In apparenza non sembra esserci alternativa al declino sindacale: calo degli iscritti, scarsa
influenza politica, messa in discussione del peso della contrattazione nazionale di settore.
Eppure, se prendiamo in considerazione le variabili organizzative, i sindacati italiani
non sembrano così in difficoltà. Anzi, con ogni probabilità, registrano in questi
anni il massimo storico di fatturato e di dipendenti. Il sindacato, come profetizzato da
Bruno Manghi quarant’anni fa (1977), continua ancora oggi a «declinare crescendo».
Nell’articolo vengono fornite evidenze empiriche originali per documentare tanto il declino
della sindacalizzazione quanto l’ascesa di un nuovo e diverso «sistema di offerta»
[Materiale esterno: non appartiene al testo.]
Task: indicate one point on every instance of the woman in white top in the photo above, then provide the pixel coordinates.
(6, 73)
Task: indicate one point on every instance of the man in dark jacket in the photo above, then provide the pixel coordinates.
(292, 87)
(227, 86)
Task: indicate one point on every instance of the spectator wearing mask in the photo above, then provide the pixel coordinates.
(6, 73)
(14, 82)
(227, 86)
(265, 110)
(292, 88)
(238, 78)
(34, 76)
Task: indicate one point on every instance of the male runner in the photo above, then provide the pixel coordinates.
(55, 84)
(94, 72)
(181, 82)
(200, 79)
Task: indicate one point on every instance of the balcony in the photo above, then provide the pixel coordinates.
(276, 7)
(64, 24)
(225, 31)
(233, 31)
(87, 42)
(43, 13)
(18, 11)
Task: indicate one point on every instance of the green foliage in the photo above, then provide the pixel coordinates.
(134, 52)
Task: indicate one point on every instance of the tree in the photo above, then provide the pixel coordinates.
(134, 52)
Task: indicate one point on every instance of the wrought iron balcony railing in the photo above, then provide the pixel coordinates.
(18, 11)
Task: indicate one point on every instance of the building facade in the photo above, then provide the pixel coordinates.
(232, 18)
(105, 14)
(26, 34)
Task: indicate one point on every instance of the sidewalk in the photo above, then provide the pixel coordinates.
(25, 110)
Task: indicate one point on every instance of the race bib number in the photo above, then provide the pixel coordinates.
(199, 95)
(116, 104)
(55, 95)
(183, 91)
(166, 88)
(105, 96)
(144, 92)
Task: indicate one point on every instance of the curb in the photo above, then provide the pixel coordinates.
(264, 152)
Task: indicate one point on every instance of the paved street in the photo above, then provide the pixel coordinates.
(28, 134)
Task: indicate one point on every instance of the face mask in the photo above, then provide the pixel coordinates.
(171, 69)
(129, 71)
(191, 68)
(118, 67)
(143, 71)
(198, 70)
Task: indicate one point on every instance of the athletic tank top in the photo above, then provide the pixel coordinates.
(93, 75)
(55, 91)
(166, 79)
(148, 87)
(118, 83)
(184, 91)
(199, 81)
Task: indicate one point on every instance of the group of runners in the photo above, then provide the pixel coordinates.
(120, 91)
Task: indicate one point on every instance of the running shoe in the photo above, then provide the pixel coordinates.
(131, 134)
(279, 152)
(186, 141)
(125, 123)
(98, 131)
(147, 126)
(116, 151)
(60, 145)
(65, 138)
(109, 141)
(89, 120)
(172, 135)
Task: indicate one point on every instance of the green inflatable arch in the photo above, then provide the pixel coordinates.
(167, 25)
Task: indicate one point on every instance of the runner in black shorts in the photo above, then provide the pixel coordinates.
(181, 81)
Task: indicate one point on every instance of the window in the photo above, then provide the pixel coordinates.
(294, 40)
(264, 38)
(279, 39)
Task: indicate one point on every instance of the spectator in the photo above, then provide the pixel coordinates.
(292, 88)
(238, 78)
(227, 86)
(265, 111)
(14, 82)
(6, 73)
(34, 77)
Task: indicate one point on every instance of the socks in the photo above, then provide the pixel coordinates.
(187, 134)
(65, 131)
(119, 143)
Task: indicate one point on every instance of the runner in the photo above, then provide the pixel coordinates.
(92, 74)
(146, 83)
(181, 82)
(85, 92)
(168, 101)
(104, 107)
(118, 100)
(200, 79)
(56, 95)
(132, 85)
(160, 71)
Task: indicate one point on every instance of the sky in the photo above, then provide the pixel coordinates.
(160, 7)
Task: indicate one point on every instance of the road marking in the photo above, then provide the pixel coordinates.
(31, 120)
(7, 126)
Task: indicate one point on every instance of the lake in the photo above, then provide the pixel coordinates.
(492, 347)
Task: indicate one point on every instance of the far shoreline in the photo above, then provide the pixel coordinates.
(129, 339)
(Normann, 1984) che ha come baricentro i servizi individuali invece della contrattazione
collettiva. In un’ottica di lungo periodo, viene di conseguenza avanzata un’interpretazione
in termini di «ciclo di vita» del sistema di offerta sindacale contemporaneo,
suggerendo una sua possibile adeguatezza e coerenza rispetto alla composizione della forza-
lavoro, alle domande dei lavoratori, alle conseguenze in termini di «diritti» e di «diritto
» che derivano dai successi dell’azione sindacale svolta nei decenni passati.